Along the same line, Liu et al. (9) applied independent component analysis, another dimension reduction technique to the study of human breast cancer transcriptomic and proteomic data. Applying this unsupervised feature extraction method to both transcriptomic and proteomic data constructs signatures that can be linked to known biological processes and pathways. Moreover, constructed transcriptomic and proteomic signatures can be associated by their respective correlation with patient clinical features. Thus, the method allows an unbiased discovery of phenotype-related biological processes or pathways.

The last article in this group concerns metaproteomics in microbiome studies. Easterly et al. (10) present metaQuantome, a comprehensive software suite that enables fully quantitative differential abundance analysis of the functional and taxonomic profile of a metaproteome. It is amenable to label-free proteomics data quantified using peptide-level MS1 intensity values as well as spectral counting. A unique feature of metaQuantome is the integration of taxonomic annotation and functional annotation to perform a multi-faceted analysis of a metaproteomics dataset, enabling users to determine microbe-specific contributions to the functional profile, or the profile of microbes contributing to a specific functional protein class.

Whereas the first two groups of articles focus on the analysis of proteome profiling data in the context of multi-omics studies, the two articles in the third group are devoted to protein-protein interactions, another important dimension of protein function. Federspiel et al. (11) used a multi-omics approach to uncover the function of histone deacetylase 4 (Hdac4) in the context of Huntington's disease (HD) progression. The authors characterized the interactomes of endogenous Hdac4 in the brains of HD mouse models with wild type and mutant forms of the huntingtin (Htt) gene at both pre-symptomatic and symptomatic ages. Further integration of whole proteome and transcriptome datasets from these HD mouse models revealed how mutant Htt and age affect protein abundance and gene expression patterns, and how these synergize with functional enrichments observed in the Hdac4 interactomes. Thus, the integrative analysis provided new knowledge of the molecular underpinning of HD phenotypes, which may be useful for designing therapeutic interventions.

Protein-protein interactions in protein complexes have been linked to protein level attenuation of copy number variation in cancer samples. To better understand the interaction mediated control of protein abundance, Sousa et al. (12) performed a multi-omics study that combines genomics, proteomics, and phosphoproteomics data from hundreds of cancer samples. The authors find that up to 42% of the 8124 proteins analyzed showed evidence of post-transcriptional attenuation. Over 500 protein-protein interactions showed indirect protein abundance control through interaction, and some interactions were further controlled by phosphorylation. Interestingly, further integration of structural data showed that the fraction of interface residues of a protein is a strong determinant of attenuation. These results suggest that protein complex formation is an important factor in post-transcriptional control, likely via a high degradation rate of unassembled subunits.

The last group of articles in this special issue is devoted to proteogenomics-driven interpretation of MS/MS data. Li et al. (13) describe a software pipeline including two algorithms for identifying peptides and proteins from metaproteomics data using protein databases derived from matching metagenomic and metatranscriptomic data. The first algorithm Graph2Pro retains and uses uncertainties of metagenome assembly for reference-based MS/MS data analysis, whereas the second algorithm Var2Pep considers the variations found in metagenomic/metatranscriptomic sequencing reads that are not retained in the assemblies (contigs). The pipeline doubled the spectra identification rate compared with conventional contig- or read-based approaches in two microbiome data sets. The study highlights the importance of considering assembly uncertainties and genomic variants in metaproteomic data interpretation.

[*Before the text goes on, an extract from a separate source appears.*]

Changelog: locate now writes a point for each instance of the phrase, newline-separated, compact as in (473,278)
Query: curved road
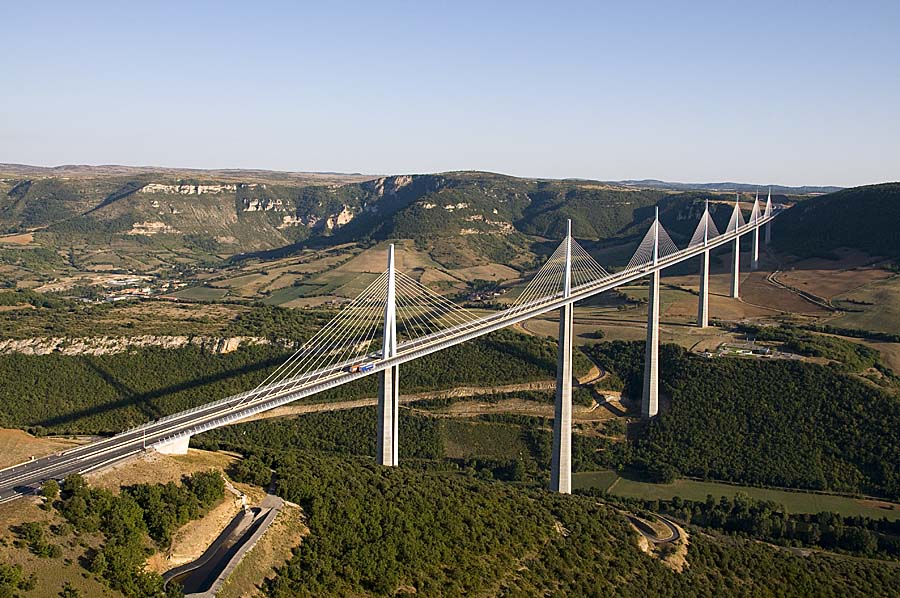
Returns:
(27,477)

Verbruggen et al. (14) present an updated version of Proteoformer, a pipeline for processing ribosome profiling data to generate protein sequence database, which can be used to improve MS/MS data interpretation. Major updates in Proteoformer 2.0 include improved Ribo-Seq data quality assessment, read preprocessing and alignment, transcript calling, and proteoform calling using multiple methods. A protein sequence database is generated by combining proteoforms identified by different methods. Application of Proteoformer 2.0 to matching Ribo-Seq and MS/MS data from two cell lines led to the identification and validation of different categories of new proteoforms, including translation products of up- and downstream open reading frames, 5′ and 3′ extended and truncated proteoforms, single amino acid variants, splice variants, and translation products of so-called noncoding regions.

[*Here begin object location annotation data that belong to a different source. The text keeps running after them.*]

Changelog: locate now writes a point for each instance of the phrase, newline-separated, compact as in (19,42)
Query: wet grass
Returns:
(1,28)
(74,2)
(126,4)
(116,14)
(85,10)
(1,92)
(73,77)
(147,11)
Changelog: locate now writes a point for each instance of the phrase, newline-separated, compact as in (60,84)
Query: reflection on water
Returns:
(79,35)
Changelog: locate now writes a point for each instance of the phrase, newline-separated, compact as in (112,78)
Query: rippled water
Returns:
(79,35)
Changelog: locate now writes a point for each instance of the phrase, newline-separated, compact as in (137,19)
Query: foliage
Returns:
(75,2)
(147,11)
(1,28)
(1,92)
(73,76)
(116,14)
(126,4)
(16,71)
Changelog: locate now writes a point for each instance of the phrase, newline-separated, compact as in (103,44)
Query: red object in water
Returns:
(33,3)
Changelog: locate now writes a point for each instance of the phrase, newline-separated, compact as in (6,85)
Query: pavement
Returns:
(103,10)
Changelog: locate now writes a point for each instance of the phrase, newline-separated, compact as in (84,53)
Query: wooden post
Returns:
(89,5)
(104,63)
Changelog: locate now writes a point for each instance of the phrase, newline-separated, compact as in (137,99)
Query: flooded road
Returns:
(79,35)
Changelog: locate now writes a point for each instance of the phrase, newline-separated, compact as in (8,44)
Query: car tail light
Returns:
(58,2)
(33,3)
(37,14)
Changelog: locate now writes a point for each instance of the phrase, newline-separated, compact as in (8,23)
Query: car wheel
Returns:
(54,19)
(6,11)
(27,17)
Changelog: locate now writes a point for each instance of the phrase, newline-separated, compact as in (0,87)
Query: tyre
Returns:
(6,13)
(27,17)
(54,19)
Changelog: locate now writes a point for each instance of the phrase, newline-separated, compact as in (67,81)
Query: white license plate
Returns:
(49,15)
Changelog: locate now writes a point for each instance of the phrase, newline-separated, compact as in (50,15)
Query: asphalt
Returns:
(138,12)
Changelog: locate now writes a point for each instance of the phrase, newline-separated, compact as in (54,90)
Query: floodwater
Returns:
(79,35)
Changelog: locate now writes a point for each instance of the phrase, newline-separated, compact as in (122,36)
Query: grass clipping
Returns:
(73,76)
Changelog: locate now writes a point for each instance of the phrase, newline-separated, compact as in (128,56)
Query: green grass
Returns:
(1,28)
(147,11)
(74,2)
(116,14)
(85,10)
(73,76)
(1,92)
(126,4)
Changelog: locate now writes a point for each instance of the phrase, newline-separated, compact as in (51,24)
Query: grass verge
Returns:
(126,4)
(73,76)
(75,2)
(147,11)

Despite the power of proteogenomics-driven MS/MS data integration in genome and metagenome annotation, peptide-spectral matches (PSMs) supporting novel proteoforms are prone to false positive identifications and usually require careful (and often manual) evaluation. Brademan et al. (15) present IPSA, a web-based spectrum annotator that visualizes and characterizes peptide tandem mass spectra. ISPA can visualize peptides collected using a wide variety of experimental and instrumental configurations. Single spectra can be analyzed through provided web forms, whereas data for multiple peptide spectral matches can be uploaded using the Proteomics Standards Initiative file formats mzTab, mzIdentML, and mzML, and annotated spectra are customizable via a selection of interactive features and can be exported as editable scalable vector graphics to aid in the production of publication-quality figures. IPSA may therefore become very useful for inspection of PSMs supporting novel proteoforms.

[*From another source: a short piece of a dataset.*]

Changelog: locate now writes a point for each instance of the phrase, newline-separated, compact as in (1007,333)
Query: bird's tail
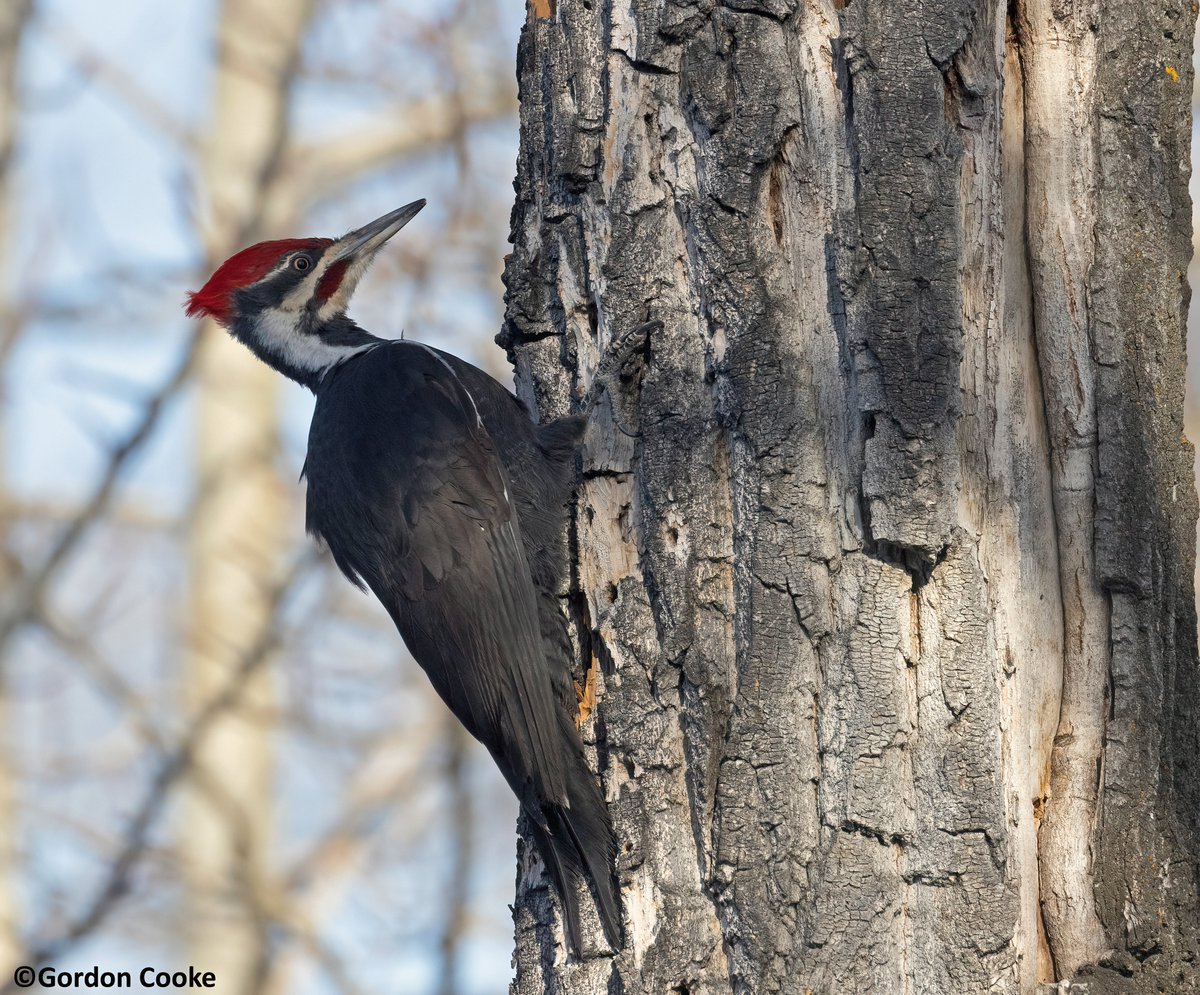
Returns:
(577,843)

We end the special issue with a perspective article from Payne and colleagues (16) on reproducibility and transparency of data analysis. Reproducibility has recently gained significant attention in biomedical research. Efforts have been made to make meta data and raw omics data publicly available and early steps of omics data analysis transparent and reproducible. However, downstream data integration and interpretation, which are essential to support scientific conclusions from multi-omics studies, are typically not openly shared. The authors propose one possible solution, which requires documenting the entire data analysis, including posting code for analysis and the resulted figures to an open version control software repository like GitHub, posting data tables used in the analysis in the same repository or in a password-free download if they are too large, and listing the URL to specific scripts in the repository in figure legends and methods sections in the manuscripts. Gladly, some of these have already been implemented in a few exemplary publications highlighted by the authors in the article.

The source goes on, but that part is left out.